At issue is Michael Wolff’s “Fire and Fury: Inside the Trump White House,” which portrays the 45th president as a leader who doesn’t understand the weight of his office and whose competence is questioned by aides.
“The portrayal of the president in the book is so contrary to reality, to the experience of those who work with him,” Miller said
Miller also criticized Trump’s former chief strategist Steve Bannon, who is quoted at length by Wolff, saying it was “tragic and unfortunate” that Bannon “would make these grotesque comments so out of touch with reality and obviously so vindictive.”
Miller’s interview on CNN’s “State of the Union” quickly grew heated, with Miller criticizing CNN’s coverage and moderator Jake Tapper pressing Miller to answer his questions.
Tapper abruptly ended the interview, saying: “I think I’ve wasted enough of my viewer’s time.”
Soon after, Trump tweeted: “Jake Tapper of Fake News CNN just got destroyed in his interview with Stephen Miller of the Trump Administration. Watch the hatred and unfairness of this CNN flunky!”
Trump took to Twitter on Saturday to defend his fitness for office, insisting he is “like, really smart” and, indeed, a “very stable genius.” He pressed the case again on Sunday as he prepared to depart Camp David for the White House.
“I’ve had to put up with the Fake News from the first day I announced that I would be running for President. Now I have to put up with a Fake Book, written by a totally discredited author,” he tweeted.
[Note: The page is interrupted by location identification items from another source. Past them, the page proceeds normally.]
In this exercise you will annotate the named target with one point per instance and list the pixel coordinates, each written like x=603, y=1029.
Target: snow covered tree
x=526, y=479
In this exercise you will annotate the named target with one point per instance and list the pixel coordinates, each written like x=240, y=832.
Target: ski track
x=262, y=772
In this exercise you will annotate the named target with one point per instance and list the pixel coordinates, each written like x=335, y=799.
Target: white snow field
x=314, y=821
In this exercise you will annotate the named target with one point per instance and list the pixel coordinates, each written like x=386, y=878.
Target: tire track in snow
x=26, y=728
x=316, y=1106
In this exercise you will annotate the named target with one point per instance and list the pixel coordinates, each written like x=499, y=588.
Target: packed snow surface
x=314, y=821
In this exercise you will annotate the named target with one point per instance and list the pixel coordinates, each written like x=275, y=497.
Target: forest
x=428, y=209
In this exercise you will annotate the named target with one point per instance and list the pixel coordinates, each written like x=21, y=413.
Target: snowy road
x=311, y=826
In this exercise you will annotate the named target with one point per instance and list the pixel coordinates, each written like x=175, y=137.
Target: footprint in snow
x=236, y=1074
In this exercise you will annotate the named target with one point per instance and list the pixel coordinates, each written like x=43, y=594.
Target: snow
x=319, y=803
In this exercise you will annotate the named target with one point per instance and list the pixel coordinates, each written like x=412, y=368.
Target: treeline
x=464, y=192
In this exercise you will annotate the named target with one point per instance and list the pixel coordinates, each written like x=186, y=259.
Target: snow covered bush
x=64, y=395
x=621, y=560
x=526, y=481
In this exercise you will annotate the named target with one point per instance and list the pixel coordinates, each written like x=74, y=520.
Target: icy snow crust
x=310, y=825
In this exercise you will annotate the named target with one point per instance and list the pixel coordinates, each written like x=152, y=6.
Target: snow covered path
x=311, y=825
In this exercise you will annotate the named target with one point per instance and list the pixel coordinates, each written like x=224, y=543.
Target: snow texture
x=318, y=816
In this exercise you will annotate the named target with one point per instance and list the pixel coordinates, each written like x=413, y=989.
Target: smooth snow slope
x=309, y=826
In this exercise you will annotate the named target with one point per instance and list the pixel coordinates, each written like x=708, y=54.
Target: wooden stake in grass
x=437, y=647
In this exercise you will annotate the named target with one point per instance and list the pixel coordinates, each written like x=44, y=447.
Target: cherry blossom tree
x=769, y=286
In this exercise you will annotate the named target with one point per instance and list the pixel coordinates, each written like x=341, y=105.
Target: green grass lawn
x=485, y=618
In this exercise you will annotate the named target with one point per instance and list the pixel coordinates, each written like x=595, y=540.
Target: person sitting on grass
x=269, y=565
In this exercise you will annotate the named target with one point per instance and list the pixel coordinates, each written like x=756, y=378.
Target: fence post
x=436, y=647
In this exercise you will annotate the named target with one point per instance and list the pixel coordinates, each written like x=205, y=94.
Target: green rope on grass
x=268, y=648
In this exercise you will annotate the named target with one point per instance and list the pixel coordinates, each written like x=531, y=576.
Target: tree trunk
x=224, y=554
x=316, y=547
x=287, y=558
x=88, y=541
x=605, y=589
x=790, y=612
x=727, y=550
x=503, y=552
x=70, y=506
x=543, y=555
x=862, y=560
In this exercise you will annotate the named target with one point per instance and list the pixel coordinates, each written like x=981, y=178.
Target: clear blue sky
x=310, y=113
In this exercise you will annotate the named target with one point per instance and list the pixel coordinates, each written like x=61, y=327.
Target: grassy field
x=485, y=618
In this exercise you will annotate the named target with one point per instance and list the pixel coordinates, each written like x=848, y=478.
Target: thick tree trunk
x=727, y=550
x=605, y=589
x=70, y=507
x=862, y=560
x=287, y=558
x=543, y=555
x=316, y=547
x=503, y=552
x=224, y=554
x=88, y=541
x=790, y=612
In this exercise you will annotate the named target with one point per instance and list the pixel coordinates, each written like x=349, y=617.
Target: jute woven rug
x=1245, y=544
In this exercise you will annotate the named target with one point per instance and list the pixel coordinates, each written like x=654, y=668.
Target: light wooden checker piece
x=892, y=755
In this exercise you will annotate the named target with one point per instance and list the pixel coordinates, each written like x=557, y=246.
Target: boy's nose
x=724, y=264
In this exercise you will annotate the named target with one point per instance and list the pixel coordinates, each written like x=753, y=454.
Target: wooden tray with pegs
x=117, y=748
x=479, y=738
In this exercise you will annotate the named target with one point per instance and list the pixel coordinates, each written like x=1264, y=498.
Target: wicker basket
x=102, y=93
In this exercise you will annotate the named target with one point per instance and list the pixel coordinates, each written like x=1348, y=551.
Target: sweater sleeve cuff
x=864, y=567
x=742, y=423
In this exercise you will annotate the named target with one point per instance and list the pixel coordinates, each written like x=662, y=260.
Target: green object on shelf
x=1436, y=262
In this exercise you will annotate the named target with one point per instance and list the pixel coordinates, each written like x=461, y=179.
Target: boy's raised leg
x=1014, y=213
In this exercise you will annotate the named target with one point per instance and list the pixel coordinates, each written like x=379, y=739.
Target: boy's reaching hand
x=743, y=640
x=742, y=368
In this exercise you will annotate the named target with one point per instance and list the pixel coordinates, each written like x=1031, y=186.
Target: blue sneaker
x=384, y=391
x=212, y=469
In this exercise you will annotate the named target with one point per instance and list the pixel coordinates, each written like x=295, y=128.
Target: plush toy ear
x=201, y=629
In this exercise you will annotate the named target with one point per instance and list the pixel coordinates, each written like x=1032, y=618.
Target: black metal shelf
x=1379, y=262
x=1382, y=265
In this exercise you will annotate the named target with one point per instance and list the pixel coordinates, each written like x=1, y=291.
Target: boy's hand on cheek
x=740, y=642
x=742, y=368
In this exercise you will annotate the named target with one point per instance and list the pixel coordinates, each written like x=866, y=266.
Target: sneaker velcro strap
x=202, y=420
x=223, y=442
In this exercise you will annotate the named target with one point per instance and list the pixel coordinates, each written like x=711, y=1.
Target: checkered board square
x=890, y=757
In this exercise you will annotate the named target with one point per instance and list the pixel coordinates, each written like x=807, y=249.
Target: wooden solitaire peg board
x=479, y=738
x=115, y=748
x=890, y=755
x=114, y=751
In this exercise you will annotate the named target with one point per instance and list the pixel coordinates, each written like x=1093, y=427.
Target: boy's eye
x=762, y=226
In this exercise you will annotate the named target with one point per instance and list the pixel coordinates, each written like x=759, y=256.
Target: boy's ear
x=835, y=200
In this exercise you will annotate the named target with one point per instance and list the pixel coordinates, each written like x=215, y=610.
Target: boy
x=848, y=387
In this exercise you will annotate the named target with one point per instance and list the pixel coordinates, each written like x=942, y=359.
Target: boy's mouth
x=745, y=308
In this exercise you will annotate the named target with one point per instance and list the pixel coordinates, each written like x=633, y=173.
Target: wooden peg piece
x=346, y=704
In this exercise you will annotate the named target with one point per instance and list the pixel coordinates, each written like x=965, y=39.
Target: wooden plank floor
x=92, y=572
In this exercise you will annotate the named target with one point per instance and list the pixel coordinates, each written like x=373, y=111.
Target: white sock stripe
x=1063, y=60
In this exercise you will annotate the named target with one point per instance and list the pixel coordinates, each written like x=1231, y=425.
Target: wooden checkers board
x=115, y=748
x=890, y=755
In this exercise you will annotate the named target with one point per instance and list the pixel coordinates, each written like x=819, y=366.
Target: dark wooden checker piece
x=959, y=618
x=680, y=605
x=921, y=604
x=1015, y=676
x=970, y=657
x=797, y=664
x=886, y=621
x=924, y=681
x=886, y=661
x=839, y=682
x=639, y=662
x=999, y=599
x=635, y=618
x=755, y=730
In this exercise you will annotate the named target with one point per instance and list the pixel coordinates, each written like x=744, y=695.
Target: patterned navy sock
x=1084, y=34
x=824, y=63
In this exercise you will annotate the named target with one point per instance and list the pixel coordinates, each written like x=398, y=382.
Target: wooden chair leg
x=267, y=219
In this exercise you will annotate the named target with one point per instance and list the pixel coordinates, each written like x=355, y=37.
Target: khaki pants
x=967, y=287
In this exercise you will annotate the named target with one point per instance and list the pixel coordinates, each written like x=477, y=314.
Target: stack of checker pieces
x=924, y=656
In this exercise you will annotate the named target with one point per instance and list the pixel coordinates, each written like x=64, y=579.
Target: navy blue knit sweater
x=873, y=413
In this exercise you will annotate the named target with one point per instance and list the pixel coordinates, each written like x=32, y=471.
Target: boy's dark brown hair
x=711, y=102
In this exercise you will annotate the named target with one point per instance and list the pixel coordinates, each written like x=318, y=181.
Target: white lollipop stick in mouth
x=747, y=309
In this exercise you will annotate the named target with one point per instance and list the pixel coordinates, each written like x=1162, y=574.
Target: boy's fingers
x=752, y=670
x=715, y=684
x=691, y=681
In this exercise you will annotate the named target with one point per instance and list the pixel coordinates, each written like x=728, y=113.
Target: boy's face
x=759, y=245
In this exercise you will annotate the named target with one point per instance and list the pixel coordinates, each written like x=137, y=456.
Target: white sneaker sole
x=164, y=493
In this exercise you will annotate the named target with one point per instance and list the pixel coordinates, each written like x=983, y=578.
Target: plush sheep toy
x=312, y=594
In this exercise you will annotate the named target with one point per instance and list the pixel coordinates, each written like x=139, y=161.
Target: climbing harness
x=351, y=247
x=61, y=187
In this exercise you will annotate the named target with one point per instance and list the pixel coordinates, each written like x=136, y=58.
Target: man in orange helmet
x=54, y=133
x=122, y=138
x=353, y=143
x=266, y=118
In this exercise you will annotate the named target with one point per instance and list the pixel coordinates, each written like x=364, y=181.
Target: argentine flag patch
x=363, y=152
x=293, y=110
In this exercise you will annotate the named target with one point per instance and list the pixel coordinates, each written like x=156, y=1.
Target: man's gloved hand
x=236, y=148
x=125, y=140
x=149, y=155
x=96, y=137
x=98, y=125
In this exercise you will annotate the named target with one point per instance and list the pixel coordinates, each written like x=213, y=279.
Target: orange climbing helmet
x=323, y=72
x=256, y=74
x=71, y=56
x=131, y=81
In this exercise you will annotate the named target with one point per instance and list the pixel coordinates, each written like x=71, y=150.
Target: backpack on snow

Wolff’s book draws a derogatory portrait of Trump as an undisciplined man-child who didn’t actually want to win the White House and who spends his evenings eating cheeseburgers in bed, watching television and talking on the telephone to old friends.
The book also quotes Bannon and other prominent advisers as questioning the president’s competence.
Chatter about Trump’s mental fitness for office has intensified in recent months on cable news shows and among Democrats in Congress.
White House spokeswoman Sarah Huckabee Sanders this past week called such suggestions “disgraceful and laughable.”
“If he was unfit, he probably wouldn’t be sitting there and wouldn’t have defeated the most qualified group of candidates the Republican Party has ever seen,” she said, calling him “an incredibly strong and good leader.”